Le spécialiste français de l’uranium Orano traverse une période tumultueuse au Niger. D’après une source proche du dossier, les autorités nigériennes ont pris le contrôle opérationnel de la Société des mines de l’Aïr (Somaïr), filiale d’Orano détenue à 63,4% par le groupe français. Cet événement marque un nouveau chapitre dans le bras de fer qui oppose Orano à la junte militaire au pouvoir au Niger depuis le coup d’État de juillet 2023.
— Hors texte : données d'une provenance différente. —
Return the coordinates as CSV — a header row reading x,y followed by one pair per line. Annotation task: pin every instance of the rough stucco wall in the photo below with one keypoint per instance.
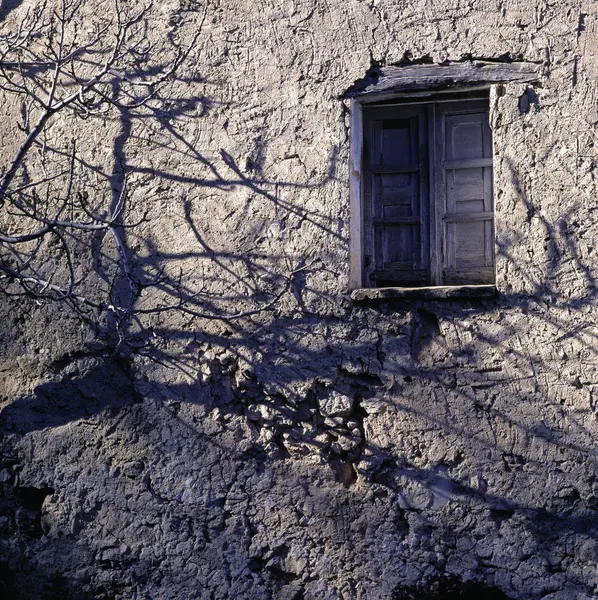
x,y
324,450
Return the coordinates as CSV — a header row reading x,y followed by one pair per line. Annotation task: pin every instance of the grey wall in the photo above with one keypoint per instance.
x,y
321,449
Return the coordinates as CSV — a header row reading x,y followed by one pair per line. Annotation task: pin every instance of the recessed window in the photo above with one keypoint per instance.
x,y
427,202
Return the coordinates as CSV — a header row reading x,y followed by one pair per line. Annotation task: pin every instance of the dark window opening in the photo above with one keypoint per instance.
x,y
427,187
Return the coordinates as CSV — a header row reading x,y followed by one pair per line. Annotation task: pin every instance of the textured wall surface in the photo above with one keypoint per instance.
x,y
322,449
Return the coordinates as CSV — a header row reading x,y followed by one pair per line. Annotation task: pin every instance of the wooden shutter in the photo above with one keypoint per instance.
x,y
396,196
464,211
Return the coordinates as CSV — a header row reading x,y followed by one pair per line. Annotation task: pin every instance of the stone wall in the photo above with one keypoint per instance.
x,y
322,449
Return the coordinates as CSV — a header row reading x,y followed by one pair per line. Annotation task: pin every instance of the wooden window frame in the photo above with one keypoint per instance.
x,y
413,83
430,110
359,231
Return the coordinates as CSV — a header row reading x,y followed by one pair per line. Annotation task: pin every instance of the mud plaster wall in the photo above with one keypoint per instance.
x,y
322,450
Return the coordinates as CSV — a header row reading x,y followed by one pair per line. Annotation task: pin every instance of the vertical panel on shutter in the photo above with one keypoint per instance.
x,y
464,193
396,196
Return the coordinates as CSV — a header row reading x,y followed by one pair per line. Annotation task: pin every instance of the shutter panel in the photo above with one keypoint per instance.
x,y
464,193
396,192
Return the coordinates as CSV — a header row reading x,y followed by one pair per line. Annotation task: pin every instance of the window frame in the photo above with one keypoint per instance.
x,y
359,235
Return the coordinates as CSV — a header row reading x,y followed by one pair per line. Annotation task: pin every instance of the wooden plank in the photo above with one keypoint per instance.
x,y
381,221
468,163
395,169
479,275
465,217
400,275
388,294
436,77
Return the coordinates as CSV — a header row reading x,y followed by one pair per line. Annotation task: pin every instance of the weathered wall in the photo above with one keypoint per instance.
x,y
322,449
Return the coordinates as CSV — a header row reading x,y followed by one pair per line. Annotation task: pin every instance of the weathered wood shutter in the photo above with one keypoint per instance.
x,y
396,208
463,190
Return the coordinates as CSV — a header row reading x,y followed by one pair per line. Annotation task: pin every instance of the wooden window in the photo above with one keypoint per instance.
x,y
427,188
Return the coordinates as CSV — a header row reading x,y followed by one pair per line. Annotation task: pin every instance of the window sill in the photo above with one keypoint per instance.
x,y
424,293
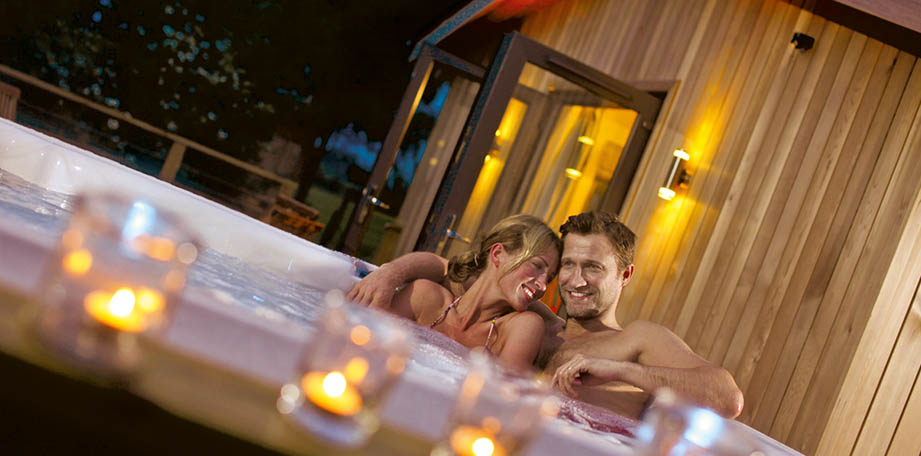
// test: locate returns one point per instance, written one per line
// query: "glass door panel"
(548, 136)
(428, 122)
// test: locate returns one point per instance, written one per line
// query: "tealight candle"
(119, 267)
(472, 441)
(494, 416)
(331, 392)
(348, 367)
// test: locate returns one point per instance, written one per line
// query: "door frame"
(370, 194)
(497, 90)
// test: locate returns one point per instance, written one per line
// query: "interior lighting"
(677, 176)
(573, 173)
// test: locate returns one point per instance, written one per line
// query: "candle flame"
(483, 446)
(78, 262)
(334, 384)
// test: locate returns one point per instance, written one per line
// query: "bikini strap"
(445, 314)
(489, 335)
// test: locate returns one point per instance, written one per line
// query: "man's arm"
(377, 289)
(663, 360)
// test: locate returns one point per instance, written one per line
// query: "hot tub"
(248, 310)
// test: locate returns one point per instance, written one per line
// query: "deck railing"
(141, 145)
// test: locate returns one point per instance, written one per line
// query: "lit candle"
(124, 310)
(472, 441)
(331, 392)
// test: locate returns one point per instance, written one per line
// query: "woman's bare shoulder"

Le Niger affirme sa souveraineté sur ses ressources en uranium
Depuis son arrivée au pouvoir, le régime militaire nigérien a fait de la souveraineté sa priorité absolue, en particulier en ce qui concerne l’uranium, ressource stratégique dont le pays est le 7ème producteur mondial. En juin dernier, la junte avait déjà retiré à Orano le permis d’exploitation du gisement géant d’Imouraren et ses réserves estimées à 200 000 tonnes.
Face à une situation qu’il qualifie de « fortement dégradée », Orano avait annoncé fin octobre la suspension de la production de sa filiale Somaïr à partir du 31 octobre, affirmant ne plus pouvoir « continuer à travailler » dans ces conditions. Le groupe français dit subir des « ingérences » dans la gouvernance de la Somaïr dont il est pourtant actionnaire majoritaire et opérateur.
Un conseil d’administration sous tension
Lors du conseil d’administration du 12 novembre, la Somaïr avait entériné la suspension des dépenses liées aux activités d’extraction. Mais quelques jours plus tard, une délégation de conseillers du régime s’est rendue sur le site minier pour encourager les agents à poursuivre l’exploitation, passant outre la décision.
Les dépenses de production qui se poursuivent sur le site dégradent chaque jour davantage la situation financière de la société.
Orano
Lors du dernier conseil d’administration qui s’est tenu le 3 décembre 2024, les représentants du Niger ont confirmé leur refus d’exporter la production. Près de 1050 tonnes de concentré d’uranium, soit près de la moitié de la production annuelle, sont actuellement bloquées, pour une valeur marchande estimée à 300 millions d’euros.
Tensions diplomatiques et avenir incertain
Cet épisode cristallise les tensions croissantes entre le Niger et l’ancienne puissance coloniale française depuis l’arrivée au pouvoir de la junte militaire. En novembre, le ministre nigérien des Mines avait invité des sociétés russes à venir explorer et exploiter les ressources naturelles du pays, signe d’une volonté de diversifier les partenariats.
Orano dit regretter vivement cette situation qui pèse sur ses salariés et les communautés locales. Le groupe entend défendre ses droits et appelle à un rétablissement d’un « mode de fonctionnement stable et pérenne » pour reprendre sereinement les activités. Mais l’avenir de l’exploitation de l’uranium nigérien par Orano apparaît aujourd’hui très incertain.
L’uranium, un enjeu stratégique majeur
Au-delà du cas Orano, le contrôle des ressources en uranium est un enjeu géopolitique et économique de taille. Métal radioactif clé pour la production d’énergie nucléaire, l’uranium est très convoité alors que de nombreux pays cherchent à réduire leur dépendance aux énergies fossiles.
Le Niger, avec ses importantes réserves, est un acteur majeur du secteur même s’il reste loin derrière le leader mondial kazakh. Mais les velléités d’indépendance et de souveraineté du pays pourraient rebattre les cartes et modifier profondément le paysage de l’industrie de l’uranium dans les années à venir, avec de potentielles répercussions sur le marché mondial.